Un nouveau style au sein de la FSSPX ?
L'abbé Meramo déforme complètement ce qu'a dit l'abbé Aulagner. Celui-ci n'a jamais admis une catholicisation de la Messe de Paul VI. Ce qu'il a admis est que le Pape, faisant marche arrière, fait un pas dans la ligne du retour (à la tradition ?), et au cas où il permettrait la libre célébration du rite ancien, il décreterait de fait la mort de la Nouvelle Messe. Prétendre à un revirement total, d'un jour à l'autre, outre le fait d'être impratiquable,serait imprudent dans la situation actuelle ( après plus de 30 ans de NOM) car cela affecterait la gouvernabilité de l'Eglise; un médecin ne peut opérer un patient qui a souffert une grave hémoragie sans l'avoir au préalable préparé en lui faisant des transfusions.

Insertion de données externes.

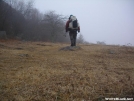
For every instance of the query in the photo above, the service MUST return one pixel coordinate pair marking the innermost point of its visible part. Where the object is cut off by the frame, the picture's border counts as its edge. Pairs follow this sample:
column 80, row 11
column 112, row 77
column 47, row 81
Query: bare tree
column 54, row 24
column 80, row 39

C'est une question de temps.Quand il fut connu que Monseigneur Lefebvre était disposé à signer le protocole, d'aucuns protestèrent car ils considéraient que ce serait un biritualisme qui détruirait la Messe de toujours. Aujourd'hui la situation a totalement changé, ceux qui font marche arrière sont les modernistes. La Nouvelle Messe est démoralisée. Si on interdit le rock, si on décide que la Messe doit être célébrée dos au peuple,c'en est fini de la Nouvelle Messe, ite Missa est. Deo gratias. Comme l'a affirmé le Cardinal Arinze en décembre dans un entretien a 30 Giorni laisse entendre que maintenant le prêtre et le peuple ne seraient plus face à face durant la célébration.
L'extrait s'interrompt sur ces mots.